La société, immatriculée au RCS de Bobigny sous le numéro 424 496 255 le 30 septembre 1999, est propriétaire d'un bien immobilier sis [Adresse 3], à [Localité 9] (93).
Par acte authentique du 20 janvier 2023, Me [C] [F], Notaire à [Localité 12] (27), a reçu diverses pièces dont un acte sous seing privé du 15 février 2019, dressé par M. [H] [G], avocat et notaire public à [Localité 7], Sri Lanka, établissant la cession des parts sociales détenues par Mme [B] dans la société Carre au profit de Mme [D], moyennant le paiement de la somme de 90.526 euros.
L'acte a été enregistré par le service de la publicité foncière d'[Localité 8] le 20 février 2023.
Le 16 janvier 2024, Mme [B] déposait plainte au commissariat de [Localité 9] contre Mme [D] expliquant qu'elle n'avait pas consenti à l'acte du 15 février 2019 organisant la cession de ses parts, que sa signature avait été imitée et que la somme prévue ne lui avait jamais été versée.
Par exploit du 21 juin 2024, Mme [B] a assigné M. [R], Mme [D] et la société Carre devant le juge des référés du tribunal judiciaire de Bobigny aux fins de voir désigner un administrateur provisoire de la société Carre outre une demande de condamnation conjointe des parties défenderesses au paiement de 1.500 euros au titre de l'article 700 du code de procédure civile.
A l'audience du 28 octobre 2024, Mme [B] a maintenu ses demandes et répondu aux moyens des parties défenderesses.
Mme [B] se fonde sur l'article 835 du code de procédure civile. Elle explique qu'elle demeure associée dans la mesure où la cession de ses parts sociales opérée au Sri Lanka le 15 février 2019 est un faux. Elle ajoute que la société est particulièrement mal gérée depuis plusieurs années en ce qu'elle n'a reçu ni les fonds issus de la location du bien immobilier ni les rapports de gestion que le gérant avait l'obligation d'établir. Elle ajoute n'avoir pas été convoquée en assemblée générale de sorte que les comptes de la société n'ont pas été approuvés. Elle estime qu'elle fait l'objet de manœuvres frauduleuses destinées à l'écarter de la vie de la société.

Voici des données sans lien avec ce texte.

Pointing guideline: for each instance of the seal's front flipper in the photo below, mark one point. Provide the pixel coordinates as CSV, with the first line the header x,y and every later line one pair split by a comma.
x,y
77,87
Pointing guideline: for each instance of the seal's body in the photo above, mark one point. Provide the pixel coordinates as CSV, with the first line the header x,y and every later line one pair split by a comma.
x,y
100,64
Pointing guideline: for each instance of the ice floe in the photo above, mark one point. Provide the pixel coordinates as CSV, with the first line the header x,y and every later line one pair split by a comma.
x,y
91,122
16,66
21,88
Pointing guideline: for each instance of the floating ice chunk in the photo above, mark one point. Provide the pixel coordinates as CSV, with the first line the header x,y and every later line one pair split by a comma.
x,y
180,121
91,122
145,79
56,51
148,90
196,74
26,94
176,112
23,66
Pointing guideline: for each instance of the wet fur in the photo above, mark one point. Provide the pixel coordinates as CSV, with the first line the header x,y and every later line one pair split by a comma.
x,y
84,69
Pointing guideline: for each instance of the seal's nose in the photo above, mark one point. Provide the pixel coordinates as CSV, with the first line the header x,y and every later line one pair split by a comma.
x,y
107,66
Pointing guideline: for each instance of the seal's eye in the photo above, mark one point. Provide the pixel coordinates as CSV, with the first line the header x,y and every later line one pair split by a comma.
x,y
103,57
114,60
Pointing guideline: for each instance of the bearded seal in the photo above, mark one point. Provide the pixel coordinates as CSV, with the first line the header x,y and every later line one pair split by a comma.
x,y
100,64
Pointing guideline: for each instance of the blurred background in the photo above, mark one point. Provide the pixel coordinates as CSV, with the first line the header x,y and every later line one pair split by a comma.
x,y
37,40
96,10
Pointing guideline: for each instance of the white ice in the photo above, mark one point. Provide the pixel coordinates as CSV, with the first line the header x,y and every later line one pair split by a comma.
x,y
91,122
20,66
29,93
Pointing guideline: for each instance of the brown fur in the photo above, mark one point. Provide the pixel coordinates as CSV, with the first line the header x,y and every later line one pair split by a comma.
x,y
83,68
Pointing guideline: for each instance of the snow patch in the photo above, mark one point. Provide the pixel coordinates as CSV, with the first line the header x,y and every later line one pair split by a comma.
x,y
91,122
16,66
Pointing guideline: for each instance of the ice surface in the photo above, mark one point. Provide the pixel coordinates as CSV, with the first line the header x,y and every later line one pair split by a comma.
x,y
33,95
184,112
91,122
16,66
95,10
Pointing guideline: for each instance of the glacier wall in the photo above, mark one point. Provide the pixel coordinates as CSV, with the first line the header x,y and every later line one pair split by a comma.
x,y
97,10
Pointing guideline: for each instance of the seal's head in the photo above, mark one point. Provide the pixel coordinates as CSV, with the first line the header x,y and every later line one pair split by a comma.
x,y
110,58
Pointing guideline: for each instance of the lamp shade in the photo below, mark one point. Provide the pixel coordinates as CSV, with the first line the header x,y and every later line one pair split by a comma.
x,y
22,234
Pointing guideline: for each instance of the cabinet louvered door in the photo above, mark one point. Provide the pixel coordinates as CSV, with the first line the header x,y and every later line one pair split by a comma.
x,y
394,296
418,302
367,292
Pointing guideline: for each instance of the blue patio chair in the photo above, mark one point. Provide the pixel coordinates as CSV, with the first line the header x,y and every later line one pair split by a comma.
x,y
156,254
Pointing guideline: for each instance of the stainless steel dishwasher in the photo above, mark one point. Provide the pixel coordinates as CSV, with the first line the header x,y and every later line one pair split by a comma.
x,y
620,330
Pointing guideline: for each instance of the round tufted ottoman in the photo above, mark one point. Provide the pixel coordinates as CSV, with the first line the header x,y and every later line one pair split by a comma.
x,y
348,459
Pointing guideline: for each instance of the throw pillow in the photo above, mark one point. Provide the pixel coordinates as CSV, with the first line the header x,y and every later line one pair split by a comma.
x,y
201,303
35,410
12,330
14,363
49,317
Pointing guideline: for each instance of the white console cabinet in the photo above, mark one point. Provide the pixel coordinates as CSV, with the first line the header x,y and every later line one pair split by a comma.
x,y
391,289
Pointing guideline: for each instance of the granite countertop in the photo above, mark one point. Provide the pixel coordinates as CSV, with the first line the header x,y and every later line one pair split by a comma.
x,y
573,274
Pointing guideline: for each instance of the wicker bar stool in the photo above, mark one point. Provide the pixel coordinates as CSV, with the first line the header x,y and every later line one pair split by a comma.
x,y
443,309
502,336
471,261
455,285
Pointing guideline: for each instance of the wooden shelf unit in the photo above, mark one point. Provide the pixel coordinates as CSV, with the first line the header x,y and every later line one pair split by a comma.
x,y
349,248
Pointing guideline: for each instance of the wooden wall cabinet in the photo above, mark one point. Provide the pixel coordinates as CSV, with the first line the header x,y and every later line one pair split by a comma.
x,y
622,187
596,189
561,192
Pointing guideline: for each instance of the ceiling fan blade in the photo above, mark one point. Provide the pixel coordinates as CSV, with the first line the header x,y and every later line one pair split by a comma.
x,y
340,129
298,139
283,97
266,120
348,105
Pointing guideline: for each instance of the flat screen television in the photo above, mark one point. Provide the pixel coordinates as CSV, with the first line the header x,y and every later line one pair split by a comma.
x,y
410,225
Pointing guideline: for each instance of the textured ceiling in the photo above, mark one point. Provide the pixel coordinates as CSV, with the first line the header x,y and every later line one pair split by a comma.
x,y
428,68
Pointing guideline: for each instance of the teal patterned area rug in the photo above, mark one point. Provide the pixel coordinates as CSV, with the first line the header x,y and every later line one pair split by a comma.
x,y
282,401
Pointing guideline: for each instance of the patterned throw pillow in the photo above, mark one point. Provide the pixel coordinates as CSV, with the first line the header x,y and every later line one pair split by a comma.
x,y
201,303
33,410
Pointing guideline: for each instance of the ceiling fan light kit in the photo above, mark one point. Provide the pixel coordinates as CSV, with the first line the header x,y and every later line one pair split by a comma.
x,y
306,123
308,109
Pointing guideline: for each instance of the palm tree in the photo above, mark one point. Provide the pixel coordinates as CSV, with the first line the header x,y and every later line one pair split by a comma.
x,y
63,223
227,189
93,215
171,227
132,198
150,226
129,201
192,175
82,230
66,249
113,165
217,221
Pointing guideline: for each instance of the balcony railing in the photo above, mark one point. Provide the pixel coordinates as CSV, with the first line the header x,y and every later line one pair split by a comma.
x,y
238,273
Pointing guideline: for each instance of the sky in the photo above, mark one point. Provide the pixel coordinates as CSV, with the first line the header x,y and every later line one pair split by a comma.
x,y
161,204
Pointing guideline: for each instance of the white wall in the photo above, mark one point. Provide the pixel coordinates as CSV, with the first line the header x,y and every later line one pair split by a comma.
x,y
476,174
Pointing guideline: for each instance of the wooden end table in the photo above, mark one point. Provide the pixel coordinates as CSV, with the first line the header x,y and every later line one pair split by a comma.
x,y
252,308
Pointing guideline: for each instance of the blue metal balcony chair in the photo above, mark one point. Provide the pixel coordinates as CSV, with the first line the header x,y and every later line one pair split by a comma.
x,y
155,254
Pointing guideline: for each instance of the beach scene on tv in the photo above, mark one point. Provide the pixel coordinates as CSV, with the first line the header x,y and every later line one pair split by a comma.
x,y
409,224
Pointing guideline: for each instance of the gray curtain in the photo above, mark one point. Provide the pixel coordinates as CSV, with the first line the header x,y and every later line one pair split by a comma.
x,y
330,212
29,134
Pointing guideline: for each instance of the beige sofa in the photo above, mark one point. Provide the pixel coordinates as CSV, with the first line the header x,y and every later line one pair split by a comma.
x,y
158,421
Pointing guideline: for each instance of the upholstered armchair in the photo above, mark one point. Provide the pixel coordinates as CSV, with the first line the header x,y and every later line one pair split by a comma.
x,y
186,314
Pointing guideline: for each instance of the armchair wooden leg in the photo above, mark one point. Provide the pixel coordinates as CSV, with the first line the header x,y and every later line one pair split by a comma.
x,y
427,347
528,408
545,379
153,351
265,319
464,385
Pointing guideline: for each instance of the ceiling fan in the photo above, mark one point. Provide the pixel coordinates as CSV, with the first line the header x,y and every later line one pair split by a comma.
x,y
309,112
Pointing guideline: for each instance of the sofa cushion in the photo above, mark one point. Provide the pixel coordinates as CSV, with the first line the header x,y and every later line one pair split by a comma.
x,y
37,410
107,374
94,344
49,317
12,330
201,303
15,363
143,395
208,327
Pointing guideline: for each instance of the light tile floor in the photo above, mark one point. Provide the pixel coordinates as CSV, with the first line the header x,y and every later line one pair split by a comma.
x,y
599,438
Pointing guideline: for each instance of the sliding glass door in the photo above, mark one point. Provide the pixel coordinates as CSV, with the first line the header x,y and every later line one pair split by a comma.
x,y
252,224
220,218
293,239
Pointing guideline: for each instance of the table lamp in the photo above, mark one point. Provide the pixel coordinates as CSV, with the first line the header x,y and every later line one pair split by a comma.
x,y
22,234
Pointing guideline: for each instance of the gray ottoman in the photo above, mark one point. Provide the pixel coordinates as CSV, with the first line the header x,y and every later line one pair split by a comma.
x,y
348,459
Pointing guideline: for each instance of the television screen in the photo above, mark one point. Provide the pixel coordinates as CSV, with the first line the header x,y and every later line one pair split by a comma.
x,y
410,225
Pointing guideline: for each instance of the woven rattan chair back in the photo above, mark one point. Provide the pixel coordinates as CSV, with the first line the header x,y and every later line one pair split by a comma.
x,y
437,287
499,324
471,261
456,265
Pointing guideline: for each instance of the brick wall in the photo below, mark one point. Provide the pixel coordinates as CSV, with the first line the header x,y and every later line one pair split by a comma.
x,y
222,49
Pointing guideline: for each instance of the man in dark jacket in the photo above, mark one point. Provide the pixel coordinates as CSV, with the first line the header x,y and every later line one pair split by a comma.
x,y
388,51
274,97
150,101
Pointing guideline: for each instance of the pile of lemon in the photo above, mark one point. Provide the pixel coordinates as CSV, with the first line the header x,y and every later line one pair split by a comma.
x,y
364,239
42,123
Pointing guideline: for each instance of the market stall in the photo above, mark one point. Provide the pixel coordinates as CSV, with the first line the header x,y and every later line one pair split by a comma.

En réponse à la fin de non-recevoir soulevée par les parties défenderesses, Mme [B] réplique qu'étant victime d'une infraction, elle a intérêt à agir en demande de désignation d'un administrateur provisoire de la société dont elle a été évincée.
A l'audience du 28 octobre 2024, les trois parties défenderesses ont soulevé l'irrecevabilité des demandes de Mme [B] au motif que n'ayant plus la qualité d'associée de la société Carre, elle n'a plus qualité à agir en demande de désignation d'un administrateur provisoire. Les parties défenderesses estiment également que la demande n'est pas fondée en ce que les dysfonctionnements dénoncés ne sont pas caractérisés.
Conformément à l'article 446-1 du code de procédure civile, pour plus ample informé de l'exposé et des prétentions des parties, il est renvoyé à l'assignation introductive d'instance et aux écritures déposées et développées oralement à l'audience.
L'affaire a été mise en délibéré au 9 décembre 2024.
MOTIFS
1. Sur la fin de non-recevoir
Selon l'article 122 du code de procédure civile, constitue une fin de non-recevoir tout moyen qui tend à faire déclarer l'adversaire irrecevable en sa demande, sans examen au fond, pour défaut de droit d'agir, tel le défaut de qualité, le défaut d'intérêt, la prescription, le délai préfix, la chose jugée.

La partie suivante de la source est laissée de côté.